The continued battle to make e-fraud too expensive for criminals, just
affordable enough for online merchants and less terrifying for consumers...
by Nick Holland

   One could be forgiven for thinking that the sky is falling and that fraudsters are behind this impending apocalypse. With high profile incidents of 'identity theft' gaining significant media coverage and more and more issuers adding this buzz-phrase to their marketing efforts, consumers are becoming increasingly jittery about card payments, and that's just in the physical world. Add the extra dimension of the Internet and the fear of fraud goes through the roof - 70% of cardholders are seriously concerned about the security of card payments online. And we've been buying goods on the Internet for how long now?
   As a percentage of the total transaction volume, online fraud is dropping. In 2000, the percentage of fraudulent card transactions committed online was 3.6%. By 2003, this had dropped to 1.7%. And... people are spending significantly more year on year; the average spend per transaction online in the 2003 holiday season was $153, up from $133 for the same period the previous year. And... complaints to the Internet Fraud Complaint Center in 2003 relating to card fraud only equated to 12%, with the vast majority (46%) resulting from auction fraud. So why are people still so nervous with e-tailers compared with retailers?
   There is clearly something of a disconnect between the fear of identity theft and the fear of online card fraud. Most issuers set a liability cap for fraudulent card transactions at no more than $50, which may explain the increased expenditure online, but this does little to protect from the time, effort and cost of repairing badly damaged credit scores should a nasty case of 'body-snatching' occur.
   The essence of the problem is that age-old trust mechanisms and conventions for payment are removed with an e-commerce transaction. When we visit a convenience store, we can see the clerk behind the counter, we know we are in a physical location and we can touch, smell and if we purchase, taste the merchandise. The store is unlikely to be a figment of our imagination, we can have faith in the clerk giving us the goods once we part with our money and we would have difficulty denying at a later date that the transaction occurred - cameras and witnesses could testify otherwise. With e-commerce, all of the above are gone. We shop on a website by clicking boxes and filling in forms, hand over our card details and click the 'purchase now' button. Apart from our eyes accepting the 2D images as plausible surrogates for real merchandise, we have absolutely no sense (literally) of whether the retailer is genuine or not. And the feeling is mutual from the retailer's perspective. We are simply not getting enough reassurance in a traditional sense that the transaction has been completed successfully.

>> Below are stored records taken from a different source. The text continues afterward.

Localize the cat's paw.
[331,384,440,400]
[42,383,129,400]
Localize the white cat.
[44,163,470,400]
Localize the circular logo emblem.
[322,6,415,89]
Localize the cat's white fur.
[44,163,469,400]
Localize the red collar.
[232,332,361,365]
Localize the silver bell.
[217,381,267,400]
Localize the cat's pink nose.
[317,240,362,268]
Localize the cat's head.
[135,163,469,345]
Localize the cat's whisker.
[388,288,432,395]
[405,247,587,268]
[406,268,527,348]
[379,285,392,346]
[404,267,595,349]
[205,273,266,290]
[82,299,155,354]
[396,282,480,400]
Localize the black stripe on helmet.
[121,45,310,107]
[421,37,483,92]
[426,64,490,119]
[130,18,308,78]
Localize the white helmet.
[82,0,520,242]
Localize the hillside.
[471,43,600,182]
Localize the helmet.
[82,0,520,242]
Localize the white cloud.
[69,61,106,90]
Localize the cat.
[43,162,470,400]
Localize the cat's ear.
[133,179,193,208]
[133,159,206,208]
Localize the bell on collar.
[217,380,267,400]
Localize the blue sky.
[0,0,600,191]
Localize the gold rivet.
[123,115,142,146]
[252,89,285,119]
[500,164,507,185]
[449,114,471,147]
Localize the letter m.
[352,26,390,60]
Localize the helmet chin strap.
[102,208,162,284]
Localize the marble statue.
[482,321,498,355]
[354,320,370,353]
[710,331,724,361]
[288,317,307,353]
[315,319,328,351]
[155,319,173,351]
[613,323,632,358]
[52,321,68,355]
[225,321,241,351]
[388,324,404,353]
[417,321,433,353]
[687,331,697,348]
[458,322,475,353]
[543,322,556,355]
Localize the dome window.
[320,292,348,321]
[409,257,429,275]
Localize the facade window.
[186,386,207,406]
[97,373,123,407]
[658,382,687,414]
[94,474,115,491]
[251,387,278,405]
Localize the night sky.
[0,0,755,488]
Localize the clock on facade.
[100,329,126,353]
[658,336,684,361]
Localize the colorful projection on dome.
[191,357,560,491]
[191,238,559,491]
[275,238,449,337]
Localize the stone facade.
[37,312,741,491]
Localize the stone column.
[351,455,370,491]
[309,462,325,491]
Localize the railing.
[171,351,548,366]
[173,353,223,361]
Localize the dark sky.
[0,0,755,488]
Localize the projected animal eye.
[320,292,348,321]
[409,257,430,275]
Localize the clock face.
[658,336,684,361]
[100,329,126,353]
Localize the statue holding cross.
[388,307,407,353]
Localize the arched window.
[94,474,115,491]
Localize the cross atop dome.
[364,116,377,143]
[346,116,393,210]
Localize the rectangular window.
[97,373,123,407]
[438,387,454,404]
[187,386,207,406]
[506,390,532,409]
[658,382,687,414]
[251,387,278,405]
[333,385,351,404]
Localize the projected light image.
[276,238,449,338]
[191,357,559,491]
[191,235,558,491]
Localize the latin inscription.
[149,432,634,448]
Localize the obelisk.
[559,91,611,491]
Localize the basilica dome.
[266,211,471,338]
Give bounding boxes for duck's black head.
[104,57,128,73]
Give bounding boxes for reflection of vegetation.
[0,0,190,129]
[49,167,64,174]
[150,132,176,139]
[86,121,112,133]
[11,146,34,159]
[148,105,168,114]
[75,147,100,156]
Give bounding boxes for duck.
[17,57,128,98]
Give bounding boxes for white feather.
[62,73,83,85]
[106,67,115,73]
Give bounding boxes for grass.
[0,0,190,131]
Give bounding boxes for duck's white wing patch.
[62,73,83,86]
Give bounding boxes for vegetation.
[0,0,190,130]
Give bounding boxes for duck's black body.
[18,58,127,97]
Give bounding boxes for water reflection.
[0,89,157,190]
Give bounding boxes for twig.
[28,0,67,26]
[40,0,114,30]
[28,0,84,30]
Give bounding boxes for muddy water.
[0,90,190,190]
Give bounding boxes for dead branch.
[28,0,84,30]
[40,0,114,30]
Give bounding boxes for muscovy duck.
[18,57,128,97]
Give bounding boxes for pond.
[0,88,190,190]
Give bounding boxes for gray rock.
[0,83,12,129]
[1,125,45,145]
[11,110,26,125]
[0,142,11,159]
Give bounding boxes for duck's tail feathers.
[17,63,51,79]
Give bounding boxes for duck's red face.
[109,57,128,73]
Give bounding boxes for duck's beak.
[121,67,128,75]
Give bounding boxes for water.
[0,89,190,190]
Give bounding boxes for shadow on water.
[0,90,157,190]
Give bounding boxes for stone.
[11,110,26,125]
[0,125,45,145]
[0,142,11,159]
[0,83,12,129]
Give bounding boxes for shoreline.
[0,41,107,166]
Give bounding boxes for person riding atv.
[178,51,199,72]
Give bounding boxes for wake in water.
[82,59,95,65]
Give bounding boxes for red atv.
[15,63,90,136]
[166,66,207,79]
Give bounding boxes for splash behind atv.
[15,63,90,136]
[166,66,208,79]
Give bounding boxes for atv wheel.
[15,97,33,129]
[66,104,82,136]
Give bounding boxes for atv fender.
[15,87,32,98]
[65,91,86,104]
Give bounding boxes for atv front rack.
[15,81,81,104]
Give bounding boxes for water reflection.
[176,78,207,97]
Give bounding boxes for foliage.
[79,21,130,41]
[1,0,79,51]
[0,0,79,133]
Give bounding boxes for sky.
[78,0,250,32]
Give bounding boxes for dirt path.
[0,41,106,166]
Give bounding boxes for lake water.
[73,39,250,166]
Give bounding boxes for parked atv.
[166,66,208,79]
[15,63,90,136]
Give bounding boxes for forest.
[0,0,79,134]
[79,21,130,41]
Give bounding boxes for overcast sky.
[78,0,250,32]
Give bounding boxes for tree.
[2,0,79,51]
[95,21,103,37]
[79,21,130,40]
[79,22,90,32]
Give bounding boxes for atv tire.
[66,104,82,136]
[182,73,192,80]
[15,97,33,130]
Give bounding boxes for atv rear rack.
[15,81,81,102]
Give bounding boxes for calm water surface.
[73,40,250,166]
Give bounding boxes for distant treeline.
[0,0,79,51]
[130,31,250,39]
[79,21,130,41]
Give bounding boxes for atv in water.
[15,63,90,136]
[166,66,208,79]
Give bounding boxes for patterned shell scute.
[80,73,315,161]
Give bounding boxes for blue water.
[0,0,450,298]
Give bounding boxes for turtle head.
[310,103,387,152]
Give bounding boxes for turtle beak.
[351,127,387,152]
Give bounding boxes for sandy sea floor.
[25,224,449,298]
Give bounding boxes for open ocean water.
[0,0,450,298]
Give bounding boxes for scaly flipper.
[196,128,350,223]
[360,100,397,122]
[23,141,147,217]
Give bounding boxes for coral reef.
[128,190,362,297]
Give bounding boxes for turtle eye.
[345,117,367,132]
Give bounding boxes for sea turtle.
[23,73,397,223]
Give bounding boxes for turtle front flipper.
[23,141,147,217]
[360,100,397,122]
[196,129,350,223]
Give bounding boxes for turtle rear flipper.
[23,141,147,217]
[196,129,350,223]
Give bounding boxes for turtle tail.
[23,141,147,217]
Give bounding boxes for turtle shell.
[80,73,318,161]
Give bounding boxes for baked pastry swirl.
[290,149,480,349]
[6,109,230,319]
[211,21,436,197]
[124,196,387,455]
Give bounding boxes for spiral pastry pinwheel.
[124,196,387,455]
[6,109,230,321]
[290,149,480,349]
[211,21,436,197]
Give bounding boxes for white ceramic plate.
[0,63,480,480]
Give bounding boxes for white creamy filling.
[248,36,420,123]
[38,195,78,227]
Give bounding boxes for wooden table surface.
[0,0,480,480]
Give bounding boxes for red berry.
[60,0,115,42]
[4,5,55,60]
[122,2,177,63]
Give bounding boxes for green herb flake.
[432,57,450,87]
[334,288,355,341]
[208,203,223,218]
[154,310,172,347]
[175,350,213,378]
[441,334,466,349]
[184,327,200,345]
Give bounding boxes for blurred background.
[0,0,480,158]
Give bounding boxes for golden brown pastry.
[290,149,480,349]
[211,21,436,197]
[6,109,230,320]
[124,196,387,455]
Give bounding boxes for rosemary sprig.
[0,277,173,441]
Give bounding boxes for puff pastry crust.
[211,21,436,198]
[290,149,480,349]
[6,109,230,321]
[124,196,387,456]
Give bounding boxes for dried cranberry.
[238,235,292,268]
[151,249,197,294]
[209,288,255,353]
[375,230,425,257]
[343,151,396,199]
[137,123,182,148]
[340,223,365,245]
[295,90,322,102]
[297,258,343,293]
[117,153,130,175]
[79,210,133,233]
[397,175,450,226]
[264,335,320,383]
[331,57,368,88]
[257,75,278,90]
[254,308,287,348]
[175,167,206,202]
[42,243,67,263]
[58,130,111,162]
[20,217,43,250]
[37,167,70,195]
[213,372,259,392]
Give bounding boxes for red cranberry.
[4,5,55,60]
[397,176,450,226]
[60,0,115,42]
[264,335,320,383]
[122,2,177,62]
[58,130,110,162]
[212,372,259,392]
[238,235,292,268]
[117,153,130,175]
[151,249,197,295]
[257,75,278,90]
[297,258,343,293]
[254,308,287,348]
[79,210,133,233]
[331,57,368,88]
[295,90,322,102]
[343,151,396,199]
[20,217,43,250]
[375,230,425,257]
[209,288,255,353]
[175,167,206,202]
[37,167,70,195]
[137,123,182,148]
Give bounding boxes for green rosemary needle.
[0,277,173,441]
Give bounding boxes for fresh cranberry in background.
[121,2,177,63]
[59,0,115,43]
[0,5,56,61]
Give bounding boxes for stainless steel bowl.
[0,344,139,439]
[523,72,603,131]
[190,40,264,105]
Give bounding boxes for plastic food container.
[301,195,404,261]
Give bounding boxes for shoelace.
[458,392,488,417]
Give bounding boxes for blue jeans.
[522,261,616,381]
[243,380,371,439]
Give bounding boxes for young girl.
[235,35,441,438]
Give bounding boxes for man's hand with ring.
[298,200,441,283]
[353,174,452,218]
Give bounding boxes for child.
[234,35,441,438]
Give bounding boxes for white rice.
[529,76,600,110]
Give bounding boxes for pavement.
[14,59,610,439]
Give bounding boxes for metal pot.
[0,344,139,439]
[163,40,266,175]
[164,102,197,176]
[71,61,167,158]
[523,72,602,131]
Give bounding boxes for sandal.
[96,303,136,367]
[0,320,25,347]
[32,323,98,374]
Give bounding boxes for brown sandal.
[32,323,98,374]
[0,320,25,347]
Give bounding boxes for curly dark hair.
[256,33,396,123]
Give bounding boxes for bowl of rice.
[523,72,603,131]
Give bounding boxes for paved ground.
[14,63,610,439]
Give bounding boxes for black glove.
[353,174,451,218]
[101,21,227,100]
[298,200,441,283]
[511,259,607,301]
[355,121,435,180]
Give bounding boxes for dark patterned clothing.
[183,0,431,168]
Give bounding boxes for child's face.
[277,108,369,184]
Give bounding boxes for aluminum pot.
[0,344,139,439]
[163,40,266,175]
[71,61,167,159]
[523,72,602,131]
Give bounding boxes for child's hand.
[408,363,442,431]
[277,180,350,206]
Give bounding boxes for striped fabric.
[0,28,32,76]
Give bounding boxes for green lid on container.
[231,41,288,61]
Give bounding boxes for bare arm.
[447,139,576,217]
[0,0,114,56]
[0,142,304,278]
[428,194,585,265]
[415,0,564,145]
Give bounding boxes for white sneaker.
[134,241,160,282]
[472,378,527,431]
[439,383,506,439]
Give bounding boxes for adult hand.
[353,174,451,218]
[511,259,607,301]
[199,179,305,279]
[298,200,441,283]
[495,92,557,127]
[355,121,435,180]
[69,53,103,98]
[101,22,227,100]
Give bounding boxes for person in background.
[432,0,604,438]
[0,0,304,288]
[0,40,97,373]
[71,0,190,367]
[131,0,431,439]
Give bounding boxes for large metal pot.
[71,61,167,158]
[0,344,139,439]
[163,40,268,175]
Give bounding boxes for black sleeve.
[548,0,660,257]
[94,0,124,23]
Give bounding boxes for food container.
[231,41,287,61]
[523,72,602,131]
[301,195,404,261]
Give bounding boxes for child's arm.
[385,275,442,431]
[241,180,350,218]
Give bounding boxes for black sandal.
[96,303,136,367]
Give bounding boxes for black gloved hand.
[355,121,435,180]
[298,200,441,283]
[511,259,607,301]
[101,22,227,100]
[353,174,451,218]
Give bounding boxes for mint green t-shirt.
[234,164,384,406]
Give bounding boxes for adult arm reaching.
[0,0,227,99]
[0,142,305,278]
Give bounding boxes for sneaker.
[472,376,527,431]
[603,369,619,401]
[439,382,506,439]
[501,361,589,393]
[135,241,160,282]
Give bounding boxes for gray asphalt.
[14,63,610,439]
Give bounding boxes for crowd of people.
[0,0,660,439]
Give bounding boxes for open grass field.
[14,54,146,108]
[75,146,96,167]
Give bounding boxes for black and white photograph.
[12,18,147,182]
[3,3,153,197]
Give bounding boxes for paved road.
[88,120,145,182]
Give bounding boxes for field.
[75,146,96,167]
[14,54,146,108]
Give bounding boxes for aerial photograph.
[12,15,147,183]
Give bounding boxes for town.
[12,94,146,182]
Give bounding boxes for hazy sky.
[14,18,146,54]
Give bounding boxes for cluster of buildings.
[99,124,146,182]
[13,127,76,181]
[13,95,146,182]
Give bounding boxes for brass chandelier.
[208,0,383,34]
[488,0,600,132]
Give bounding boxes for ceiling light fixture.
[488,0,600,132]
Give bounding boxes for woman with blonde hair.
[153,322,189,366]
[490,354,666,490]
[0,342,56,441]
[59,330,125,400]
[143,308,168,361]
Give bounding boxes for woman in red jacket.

   To increase the comfort level for all parties, there are a wide range of technologies that have been developed to allow each party to prove to a reliable degree of certainty that they are who they claim to be including single use card numbers, password generating tokens and decentralized vendor rating schemes as on eBay. A prominent and well- supported system is 3DSecure, better known by its brand names; 'SecureCode' and 'Verified by Visa' (VbV). The system provides a means of proving that a cardholder is placing the order by requesting that they enter a secret code at the checkout. This code is verified not by the merchant, but by the cardholder's issuing bank. If the card is accepted by the issuer then the merchant can have every reason to believe that the person making the payment is the rightful cardholder, protecting them from chargebacks of the 'I didn't do it' variety. Cardholders also feel safer knowing that the merchant is making these extra checks, were their card lost or stolen, then this particular website wouldn't be an easy target for card fraud. And finally, banks are made less susceptible to fraud. It's a win-win-win situation.
   Another authentication scheme is called PassMark. The recent explosion in phishing attacks has prompted the development of various systems to authenticate a vendor as legitimate. Like a reverse 3DSecure, this system uses a third party to authenticate the merchant as legitimate to the cardholder. PassMark is the third party, acting like the issuer in the 3D Secure system. A cardholder registers with PassMark directly, providing an image such as a small personal photo which is unique to them. Merchants registered with PassMark will be able to prove that they are legitimate by accessing the PassMark server once the cardholder logs in, which would allow the cardholder's personal image to be displayed. In doing so, the cardholder can be confident that they are dealing with the merchant that they think they are and not a fake.
   Both of these systems demonstrate the need to have reassurance from a trusted third party of the legitimacy of those in the transaction, substituting mechanisms in place in the real world. And as with the real world, criminals will attempt to get away with fraud wherever goods and services change hands for money. It is unrealistic to think that fraud can be stamped out online or indeed anywhere, but neither is the Internet the source of all evil. It may feel like we are dropping our card details into a black hole when we shop online, but the authentication mechanisms in place can render the transaction just as safe as a weekly shopping trip. It just doesn't feel that way and therein lies the problem.